A reportagem analisou 307 contratos para obras emergenciais sem licitação realizadas na gestão de Ricardo Nunes (MDB). Nessa modalidade, a prefeitura envia ofícios a três construtoras e pede a elas que ofereçam descontos no BDI – que são custos indiretos de uma obra, aplicados no orçamento final. A apuração encontrou indícios de combinação entre as empresas em 223 desses contratos. Em 171 deles, apenas o vencedor apresentou desconto significativo, enquanto as demais não ofereceram desconto ou recusaram o convite para participar da disputa. Em outros 52 contratos, os demais concorrentes apresentaram descontos irrisórios – abaixo de 0,3 ponto percentual do valor de referência.
Os contratos analisados eram para obras como contenção de encostas, intervenções em margens de rios, córregos e galerias pluviais, recuperação de passarelas, pontes ou viadutos.Os valores com indícios de combinação somam R$ 4,3 bilhões, ou 87% do total contratado emergencialmente.
A reportagem ainda aponta que houve aumento expressivo de contratações emergenciais na gestão de Nunes. Entre 2021, quando assumiu a prefeitura, e o final de 2023, o atual prefeito gastou R$ 4,9 bilhões nesse tipo de contrato – quase cinco vezes mais que os últimos quatro prefeitos da capital paulista juntos, que empregaram R$ 950 milhões em obras de emergência.
‘Emergência fabricada’
Em entrevista ao UOL, o titular da Secretaria Municipal de Infraestrutura Urbana e Obras (Siurb), Marcos Monteiro, se disse surpreso e prometeu pedir uma avaliação da área técnica.

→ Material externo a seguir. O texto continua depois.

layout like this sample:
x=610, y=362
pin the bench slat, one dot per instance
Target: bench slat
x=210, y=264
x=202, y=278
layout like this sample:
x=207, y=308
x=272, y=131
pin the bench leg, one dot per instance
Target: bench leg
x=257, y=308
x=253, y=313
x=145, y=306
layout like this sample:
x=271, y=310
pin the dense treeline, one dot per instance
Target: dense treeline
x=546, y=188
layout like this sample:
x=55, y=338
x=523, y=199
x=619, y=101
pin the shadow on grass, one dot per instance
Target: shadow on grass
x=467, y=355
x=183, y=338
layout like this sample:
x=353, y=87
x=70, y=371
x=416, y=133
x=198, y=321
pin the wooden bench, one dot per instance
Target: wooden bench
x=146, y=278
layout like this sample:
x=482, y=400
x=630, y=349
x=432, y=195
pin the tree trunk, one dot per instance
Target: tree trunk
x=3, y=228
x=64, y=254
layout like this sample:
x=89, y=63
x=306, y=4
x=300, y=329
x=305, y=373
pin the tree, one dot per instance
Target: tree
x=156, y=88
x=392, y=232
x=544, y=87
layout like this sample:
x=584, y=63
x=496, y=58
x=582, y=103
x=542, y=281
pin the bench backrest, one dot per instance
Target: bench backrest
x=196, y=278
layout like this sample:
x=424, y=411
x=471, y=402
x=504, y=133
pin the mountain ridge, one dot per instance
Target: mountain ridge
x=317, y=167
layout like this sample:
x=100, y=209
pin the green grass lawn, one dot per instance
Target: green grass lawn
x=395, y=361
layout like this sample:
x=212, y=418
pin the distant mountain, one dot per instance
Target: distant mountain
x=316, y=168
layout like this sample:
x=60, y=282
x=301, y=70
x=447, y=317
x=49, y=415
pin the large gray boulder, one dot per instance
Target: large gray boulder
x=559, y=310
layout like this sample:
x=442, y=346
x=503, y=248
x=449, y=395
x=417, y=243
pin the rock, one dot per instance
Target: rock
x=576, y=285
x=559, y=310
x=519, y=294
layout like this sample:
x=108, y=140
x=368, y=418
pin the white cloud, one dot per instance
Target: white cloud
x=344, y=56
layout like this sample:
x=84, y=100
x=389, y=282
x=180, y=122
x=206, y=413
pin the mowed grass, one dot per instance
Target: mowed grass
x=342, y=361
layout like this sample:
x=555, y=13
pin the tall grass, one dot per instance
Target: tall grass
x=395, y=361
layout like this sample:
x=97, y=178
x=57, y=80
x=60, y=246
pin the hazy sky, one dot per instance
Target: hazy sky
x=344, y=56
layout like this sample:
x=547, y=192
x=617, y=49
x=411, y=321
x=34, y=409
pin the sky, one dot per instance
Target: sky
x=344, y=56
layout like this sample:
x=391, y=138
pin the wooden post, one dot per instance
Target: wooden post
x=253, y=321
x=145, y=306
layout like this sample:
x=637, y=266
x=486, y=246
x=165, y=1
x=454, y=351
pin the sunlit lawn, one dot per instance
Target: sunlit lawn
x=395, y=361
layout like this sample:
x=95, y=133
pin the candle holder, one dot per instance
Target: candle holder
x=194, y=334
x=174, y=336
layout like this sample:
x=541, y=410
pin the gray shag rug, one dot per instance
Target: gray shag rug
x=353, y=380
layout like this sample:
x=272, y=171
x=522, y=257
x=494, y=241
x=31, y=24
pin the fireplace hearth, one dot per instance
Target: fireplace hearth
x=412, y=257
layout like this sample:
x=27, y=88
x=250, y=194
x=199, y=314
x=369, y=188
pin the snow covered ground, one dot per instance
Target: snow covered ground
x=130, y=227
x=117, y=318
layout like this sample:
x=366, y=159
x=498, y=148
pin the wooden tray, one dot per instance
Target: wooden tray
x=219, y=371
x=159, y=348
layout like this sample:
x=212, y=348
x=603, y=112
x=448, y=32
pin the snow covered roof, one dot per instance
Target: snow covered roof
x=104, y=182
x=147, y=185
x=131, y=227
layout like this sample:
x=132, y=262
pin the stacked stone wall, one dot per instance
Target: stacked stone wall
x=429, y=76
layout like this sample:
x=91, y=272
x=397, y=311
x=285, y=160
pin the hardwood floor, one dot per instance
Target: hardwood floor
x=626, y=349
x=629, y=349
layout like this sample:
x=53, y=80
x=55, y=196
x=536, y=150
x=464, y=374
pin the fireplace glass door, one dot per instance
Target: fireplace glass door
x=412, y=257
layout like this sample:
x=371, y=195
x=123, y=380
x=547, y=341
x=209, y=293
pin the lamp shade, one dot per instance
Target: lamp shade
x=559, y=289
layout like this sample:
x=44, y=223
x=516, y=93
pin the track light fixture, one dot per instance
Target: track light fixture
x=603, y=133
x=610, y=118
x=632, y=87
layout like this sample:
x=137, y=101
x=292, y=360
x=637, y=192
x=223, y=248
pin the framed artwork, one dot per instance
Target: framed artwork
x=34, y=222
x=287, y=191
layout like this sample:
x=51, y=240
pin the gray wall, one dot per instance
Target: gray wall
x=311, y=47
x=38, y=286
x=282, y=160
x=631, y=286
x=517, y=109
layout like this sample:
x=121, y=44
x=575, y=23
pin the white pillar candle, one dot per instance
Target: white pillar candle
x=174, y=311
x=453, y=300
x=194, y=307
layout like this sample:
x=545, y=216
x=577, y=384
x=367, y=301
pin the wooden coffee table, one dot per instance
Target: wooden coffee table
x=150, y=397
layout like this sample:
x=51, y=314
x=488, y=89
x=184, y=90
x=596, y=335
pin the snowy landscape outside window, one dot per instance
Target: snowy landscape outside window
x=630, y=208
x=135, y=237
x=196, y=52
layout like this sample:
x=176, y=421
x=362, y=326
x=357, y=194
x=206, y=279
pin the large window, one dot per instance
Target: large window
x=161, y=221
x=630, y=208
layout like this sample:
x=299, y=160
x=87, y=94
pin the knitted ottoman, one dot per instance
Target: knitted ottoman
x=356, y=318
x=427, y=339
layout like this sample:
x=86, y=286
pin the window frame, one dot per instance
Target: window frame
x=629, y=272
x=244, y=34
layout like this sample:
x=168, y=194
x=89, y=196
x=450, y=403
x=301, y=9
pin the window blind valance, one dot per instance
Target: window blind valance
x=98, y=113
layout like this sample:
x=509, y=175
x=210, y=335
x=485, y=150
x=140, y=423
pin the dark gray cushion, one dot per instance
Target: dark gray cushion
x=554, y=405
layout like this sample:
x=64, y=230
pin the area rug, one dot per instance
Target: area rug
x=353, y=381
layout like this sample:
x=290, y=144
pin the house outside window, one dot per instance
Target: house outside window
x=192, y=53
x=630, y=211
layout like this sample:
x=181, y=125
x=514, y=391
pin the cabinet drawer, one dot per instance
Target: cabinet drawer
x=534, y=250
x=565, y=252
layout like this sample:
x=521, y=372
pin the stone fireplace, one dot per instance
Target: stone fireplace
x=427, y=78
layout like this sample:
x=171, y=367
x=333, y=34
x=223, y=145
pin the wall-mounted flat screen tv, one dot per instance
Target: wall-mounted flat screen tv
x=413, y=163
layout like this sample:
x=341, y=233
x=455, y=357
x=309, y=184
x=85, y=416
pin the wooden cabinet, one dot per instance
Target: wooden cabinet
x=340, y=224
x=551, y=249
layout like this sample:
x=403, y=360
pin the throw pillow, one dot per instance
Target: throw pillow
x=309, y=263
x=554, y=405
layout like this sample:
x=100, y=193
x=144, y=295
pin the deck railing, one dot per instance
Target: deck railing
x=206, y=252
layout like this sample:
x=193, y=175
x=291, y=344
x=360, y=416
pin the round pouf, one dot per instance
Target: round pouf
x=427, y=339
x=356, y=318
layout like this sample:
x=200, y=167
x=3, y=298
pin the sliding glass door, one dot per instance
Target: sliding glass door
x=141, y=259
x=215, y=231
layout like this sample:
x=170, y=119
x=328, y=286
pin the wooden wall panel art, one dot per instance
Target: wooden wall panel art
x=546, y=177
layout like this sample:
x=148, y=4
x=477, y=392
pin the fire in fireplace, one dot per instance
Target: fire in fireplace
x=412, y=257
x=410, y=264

“O que você pode fazer para controlar isso? Nossa obrigação é tentar entender a dinâmica das coisas e tentar evitar”, disse.
O desconhecimento desse estado de coisas não cola. Em 2023, o Tribunal de Contas do Município (TCM) avaliou 53 contratos emergenciais realizados entre 2021 e 2022 e constatou que, “em cerca de 90% das obras selecionadas”, a Siurb “agiu com insuficiente planejamento para o enfrentamento de problemas históricos da cidade e, em vez de promover licitações, celebrou contratos emergenciais”.
O relatório ainda classificou este movimento como “emergência fabricada”. Ou seja, em vez de abrir uma concorrência pública para resolver problemas da cidade, o gestor classifica determinada situação como emergencial e contrata prestadores de serviço por meio de convite. A situação abre brecha para conluio e superfaturamento de obras – problema identificado pelo TCM em 18 obras visitadas, que custaram R$ 442 milhões, com ágio de R$ 67,1 milhões. É o verdadeiro “Bolsa Empreiteira”.
A prefeitura afirmou que as denúncias têm cunho político e eleitoreiro. Mas essa alegação não bastará. Ou prova que focinho de porco ou não é tomada, ou dará rica munição aos adversários na campanha eleitoral.